Calculator showing risks

Editor’s Note: This article is part two of a seven-part series titled “A Business Leader’s Guide to IP”, in which we will focus on the strategies, opportunities, and impact you can achieve by integrating IP as a core element of your overall business and innovation strategy. As each article is published, we will update links here:


A Business Leader’s Guide to IP:
Part 2 – Sound Strategies to Mitigate Your Risks

 

Intellectual property (IP) is widely recognized as a major component of a firm’s valued assets, particularly within the ever-evolving and innovation-driven technology sector. However, it is precisely this value that makes IP a potential and unique source of risk.

In our last article, we provided an overview of three of the most significant IP risks to which technology companies are exposed, focusing on theft, diminished market share, and compromised leverage for licensing, financing, sale, and M&A opportunities.

Here, we’re continuing the series with an in-depth look at the first of these risks and a discussion of the strategies that technology leaders can develop to prevent and/or mitigate them.

 

The Shifting Landscape of IP Risk Assessment & Response

As technology evolves, so too do the methods thieves devise to access and appropriate IP. Where in the past the most significant source of potential IP theft was perhaps a discontented or opportunistic partner or employee with access to physical documents, today’s IP is subject to increasingly sophisticated attempts at theft from a variety of internal and external sources.

The digital revolution has widened the range of potential perpetrators from those with physical access to just about anyone with the technological savvy to breach data security systems, from current and past employees to market competitors, individual cyber attackers, and even hostile foreign states.

Beyond that, however, the scope of theft has also increased exponentially. A recent article highlights the difference in the sheer volume of data that can be stolen in one event, contrasting the 7,000 pages of top-secret Pentagon documents leaked to The New York Times by Daniel Ellsberg in 1971 to the 2016 leak of the Panama Papers which constituted 2.6 terabytes of data including 3 million database files, 2.1 million PDFs, and 4.8 million emails.
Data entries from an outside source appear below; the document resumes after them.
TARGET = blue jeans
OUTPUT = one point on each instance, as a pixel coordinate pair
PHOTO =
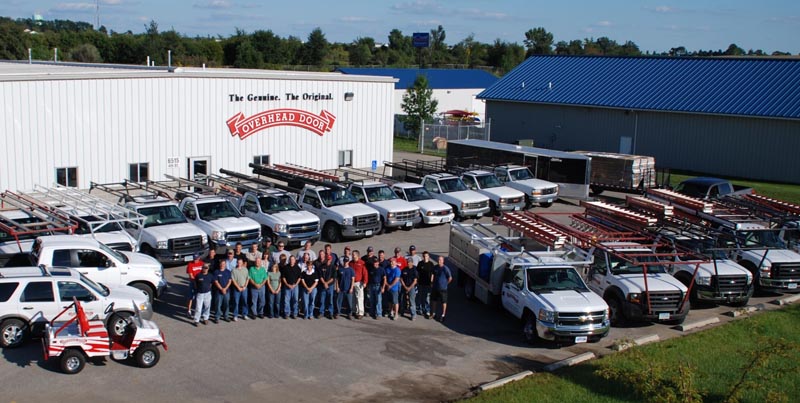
(340, 296)
(257, 300)
(375, 300)
(325, 298)
(223, 302)
(239, 298)
(290, 300)
(308, 301)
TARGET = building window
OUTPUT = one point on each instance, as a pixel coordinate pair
(139, 172)
(261, 159)
(345, 158)
(67, 176)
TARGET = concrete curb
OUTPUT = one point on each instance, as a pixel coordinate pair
(569, 361)
(787, 300)
(694, 325)
(502, 381)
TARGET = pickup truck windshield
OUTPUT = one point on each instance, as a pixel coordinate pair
(337, 197)
(488, 181)
(520, 174)
(564, 278)
(215, 210)
(162, 215)
(452, 185)
(276, 204)
(417, 194)
(379, 193)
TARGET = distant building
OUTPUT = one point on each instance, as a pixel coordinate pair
(725, 116)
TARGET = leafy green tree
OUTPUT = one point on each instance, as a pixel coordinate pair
(418, 104)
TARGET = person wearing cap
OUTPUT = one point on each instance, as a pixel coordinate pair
(203, 282)
(192, 270)
(408, 280)
(361, 278)
(424, 284)
(257, 278)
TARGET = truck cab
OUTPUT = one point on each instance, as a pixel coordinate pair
(340, 213)
(501, 198)
(395, 212)
(221, 221)
(451, 189)
(537, 191)
(281, 218)
(433, 211)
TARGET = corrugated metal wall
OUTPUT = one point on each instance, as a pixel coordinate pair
(102, 125)
(764, 149)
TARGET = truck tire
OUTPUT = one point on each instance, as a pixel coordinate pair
(72, 361)
(146, 356)
(332, 232)
(13, 333)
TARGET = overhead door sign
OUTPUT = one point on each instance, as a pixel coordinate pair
(242, 126)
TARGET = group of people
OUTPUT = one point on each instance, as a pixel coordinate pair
(267, 281)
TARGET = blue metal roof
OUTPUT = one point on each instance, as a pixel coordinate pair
(437, 78)
(765, 87)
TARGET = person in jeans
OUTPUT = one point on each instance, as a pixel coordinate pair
(241, 278)
(393, 287)
(361, 278)
(274, 291)
(291, 280)
(257, 276)
(203, 283)
(345, 283)
(408, 280)
(309, 280)
(376, 287)
(442, 277)
(222, 283)
(425, 282)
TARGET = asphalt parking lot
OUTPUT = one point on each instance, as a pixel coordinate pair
(319, 360)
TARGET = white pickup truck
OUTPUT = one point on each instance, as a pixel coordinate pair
(543, 289)
(395, 212)
(340, 214)
(452, 190)
(221, 221)
(536, 190)
(501, 198)
(95, 260)
(433, 211)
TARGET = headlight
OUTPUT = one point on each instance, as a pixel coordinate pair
(546, 316)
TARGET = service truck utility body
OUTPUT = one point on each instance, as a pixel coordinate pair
(543, 289)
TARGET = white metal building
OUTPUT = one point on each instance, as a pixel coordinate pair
(73, 123)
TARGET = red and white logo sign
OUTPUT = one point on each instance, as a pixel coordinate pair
(243, 127)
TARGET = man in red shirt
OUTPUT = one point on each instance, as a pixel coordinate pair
(192, 270)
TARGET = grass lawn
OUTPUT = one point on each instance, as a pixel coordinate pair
(715, 359)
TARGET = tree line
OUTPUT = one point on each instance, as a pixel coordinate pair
(80, 42)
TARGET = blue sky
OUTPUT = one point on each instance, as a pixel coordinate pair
(654, 25)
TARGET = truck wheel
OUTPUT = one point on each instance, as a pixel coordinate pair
(72, 361)
(146, 356)
(529, 328)
(118, 324)
(13, 333)
(332, 232)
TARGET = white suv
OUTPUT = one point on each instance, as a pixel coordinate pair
(33, 296)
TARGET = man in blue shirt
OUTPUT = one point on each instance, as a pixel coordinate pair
(441, 279)
(393, 285)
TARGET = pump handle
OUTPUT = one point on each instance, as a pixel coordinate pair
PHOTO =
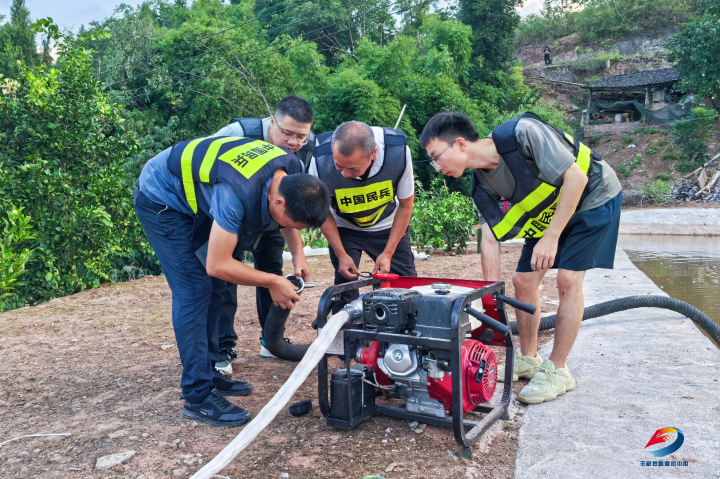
(528, 308)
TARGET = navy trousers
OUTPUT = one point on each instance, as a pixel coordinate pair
(193, 292)
(268, 258)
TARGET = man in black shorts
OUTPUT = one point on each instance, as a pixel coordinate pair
(565, 203)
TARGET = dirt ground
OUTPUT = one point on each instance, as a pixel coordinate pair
(103, 366)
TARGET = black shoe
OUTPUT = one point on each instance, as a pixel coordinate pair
(216, 411)
(225, 385)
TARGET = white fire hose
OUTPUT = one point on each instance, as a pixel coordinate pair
(315, 353)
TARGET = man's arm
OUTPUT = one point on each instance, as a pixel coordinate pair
(400, 224)
(489, 254)
(346, 266)
(293, 238)
(221, 264)
(574, 181)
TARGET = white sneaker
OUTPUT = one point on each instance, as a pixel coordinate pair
(523, 366)
(547, 384)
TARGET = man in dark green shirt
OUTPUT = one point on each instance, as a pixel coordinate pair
(565, 203)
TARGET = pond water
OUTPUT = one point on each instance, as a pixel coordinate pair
(685, 267)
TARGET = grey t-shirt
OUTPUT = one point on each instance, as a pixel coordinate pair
(548, 156)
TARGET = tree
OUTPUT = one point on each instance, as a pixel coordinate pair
(696, 52)
(17, 41)
(62, 152)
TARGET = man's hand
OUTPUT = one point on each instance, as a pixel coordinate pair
(544, 253)
(347, 268)
(283, 293)
(302, 269)
(382, 263)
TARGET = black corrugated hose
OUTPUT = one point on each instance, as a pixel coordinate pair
(633, 302)
(274, 332)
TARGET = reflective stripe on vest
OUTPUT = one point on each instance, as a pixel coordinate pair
(365, 198)
(247, 159)
(535, 226)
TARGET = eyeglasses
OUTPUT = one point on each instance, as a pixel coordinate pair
(290, 136)
(434, 161)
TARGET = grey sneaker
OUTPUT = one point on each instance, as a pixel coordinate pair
(523, 366)
(547, 384)
(226, 360)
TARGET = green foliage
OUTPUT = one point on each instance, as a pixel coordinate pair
(696, 52)
(314, 238)
(692, 135)
(62, 154)
(658, 193)
(647, 131)
(442, 219)
(669, 155)
(626, 168)
(13, 254)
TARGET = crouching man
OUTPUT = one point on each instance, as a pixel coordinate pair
(226, 192)
(370, 176)
(289, 127)
(565, 203)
The shear speed and magnitude of IP theft’s ability to cause harm has grown exponentially, which is why smart companies need to do all they can to prevent it.

 

Identify, Locate and Track Your IP Assets and Points of Risk

The first step toward preventing IP theft is in identifying your IP assets requiring protection. The best method for performing this action is to execute an IP audit. An intellectual property audit is a comprehensive, enterprise-wide review of a company’s IP assets. IP audits can enable your business to identify, preserve, and enhance its IP.

In addition, it can empower the company to make improvements in its IP management through correcting defects identified in how IP rights are defined and catalogued as well as any issues with agreements related to ownership of IP assets; identifying risks that your solutions and innovations could infringe upon another entity’s IP assets; and apply sound methods for IP asset management execution. In short, the IP audit will encompass both the IP assets themselves as well as IP agreements, policies, procedures and practices.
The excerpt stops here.